Are there any folks here with stronger connections to LUUNA or national Latino organizations who might be able to offer some elucidation on the differing strategies?

Let me give a parallel example for clarification--the Employment Non-Discrimination Act currently before Congress includes not only sexual orientation, but also gender identity. Before 2009, it did not. To someone straight who hadn't been paying attention, I'm sure it was confusing that Barney Frank and the HRC supported the non-inclusive version and the NGLTF did not. A lone straight person might come to their own opinions on this, but as I understand being an ally, it would have been better to learn why there was this division and to whom both the HRC and NGLTF were accountable to before taking a stand...

I think the differences boil down not to what may be passionately declared on the plenary floor (who is good, who is racist, etc), but if we are in accountable relationships and if so, to whom.
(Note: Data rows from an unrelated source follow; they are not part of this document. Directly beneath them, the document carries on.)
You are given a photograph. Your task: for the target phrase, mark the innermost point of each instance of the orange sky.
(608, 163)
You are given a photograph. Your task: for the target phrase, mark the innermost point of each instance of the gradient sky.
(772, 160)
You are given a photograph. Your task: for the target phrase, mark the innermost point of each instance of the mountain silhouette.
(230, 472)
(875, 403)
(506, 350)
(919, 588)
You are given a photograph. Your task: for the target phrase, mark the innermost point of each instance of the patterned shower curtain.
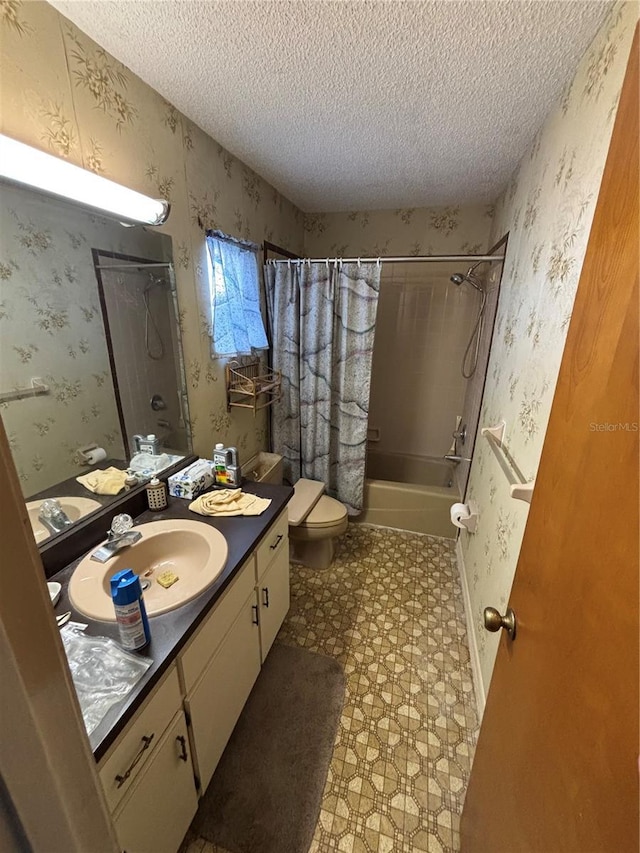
(322, 318)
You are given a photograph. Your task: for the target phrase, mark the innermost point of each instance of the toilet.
(315, 520)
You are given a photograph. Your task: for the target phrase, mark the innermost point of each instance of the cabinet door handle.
(146, 743)
(183, 747)
(277, 542)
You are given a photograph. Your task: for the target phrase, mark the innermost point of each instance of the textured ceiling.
(352, 104)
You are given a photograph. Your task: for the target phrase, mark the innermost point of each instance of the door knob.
(493, 621)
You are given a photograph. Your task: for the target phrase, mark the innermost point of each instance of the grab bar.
(37, 389)
(519, 488)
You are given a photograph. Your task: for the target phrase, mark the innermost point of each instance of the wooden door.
(556, 768)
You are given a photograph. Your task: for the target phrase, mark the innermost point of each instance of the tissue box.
(192, 480)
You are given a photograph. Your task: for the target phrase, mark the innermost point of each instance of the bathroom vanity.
(158, 749)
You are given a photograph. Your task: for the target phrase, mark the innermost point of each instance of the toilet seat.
(315, 521)
(328, 512)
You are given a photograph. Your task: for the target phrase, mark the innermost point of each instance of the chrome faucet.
(53, 516)
(120, 536)
(452, 457)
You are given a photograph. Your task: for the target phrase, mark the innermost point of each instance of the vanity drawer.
(136, 744)
(276, 538)
(201, 648)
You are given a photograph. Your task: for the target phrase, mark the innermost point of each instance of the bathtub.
(409, 493)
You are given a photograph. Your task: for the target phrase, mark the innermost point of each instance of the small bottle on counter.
(131, 614)
(233, 469)
(131, 480)
(156, 495)
(221, 461)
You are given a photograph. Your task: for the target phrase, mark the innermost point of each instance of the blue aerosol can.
(131, 614)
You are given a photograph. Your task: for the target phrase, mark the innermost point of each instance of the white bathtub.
(409, 493)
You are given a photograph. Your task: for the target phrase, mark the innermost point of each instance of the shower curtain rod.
(132, 266)
(391, 259)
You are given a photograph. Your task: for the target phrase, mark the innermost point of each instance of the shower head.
(155, 281)
(457, 278)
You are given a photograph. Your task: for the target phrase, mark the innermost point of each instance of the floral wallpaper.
(547, 208)
(51, 328)
(409, 231)
(62, 92)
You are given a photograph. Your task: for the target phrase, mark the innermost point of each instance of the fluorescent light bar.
(26, 165)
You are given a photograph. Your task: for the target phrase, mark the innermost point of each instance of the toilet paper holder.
(465, 516)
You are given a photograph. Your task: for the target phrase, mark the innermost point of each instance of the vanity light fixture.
(23, 164)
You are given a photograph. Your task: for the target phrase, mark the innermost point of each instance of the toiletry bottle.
(146, 444)
(221, 458)
(233, 469)
(131, 480)
(156, 494)
(131, 614)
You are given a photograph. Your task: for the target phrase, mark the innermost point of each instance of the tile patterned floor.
(390, 610)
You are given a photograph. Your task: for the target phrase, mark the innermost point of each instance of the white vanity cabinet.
(156, 813)
(147, 776)
(167, 754)
(219, 669)
(272, 582)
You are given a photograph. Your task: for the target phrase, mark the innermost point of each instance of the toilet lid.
(326, 513)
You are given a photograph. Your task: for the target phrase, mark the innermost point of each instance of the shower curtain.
(322, 317)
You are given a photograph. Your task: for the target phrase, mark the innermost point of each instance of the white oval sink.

And I am so not clear on that right now. Maybe I missed something. Can anyone help?"

Friday, May 14, 2010

boycott? ask those affected

Accountability to marginalized folks means asking what *they* think/feel. If we are to ponder a boycott of Phoenix in 2012 (by moving GA elsewhere), then we need the input of the immigrant families and our Hispanic/Latina/Latino cousins who are being harassed in Arizona. I like listening to myself pontificate as much as the next person, and here is an opportunity to engage with people, not think in a vacuum about what to do "for" them.

Friday, May 07, 2010

NPR folks sing Lady Gaga

NPR personalities sing Lady Gaga's "Telephone" on this YouTube video created by Shereen Marisol Meraji.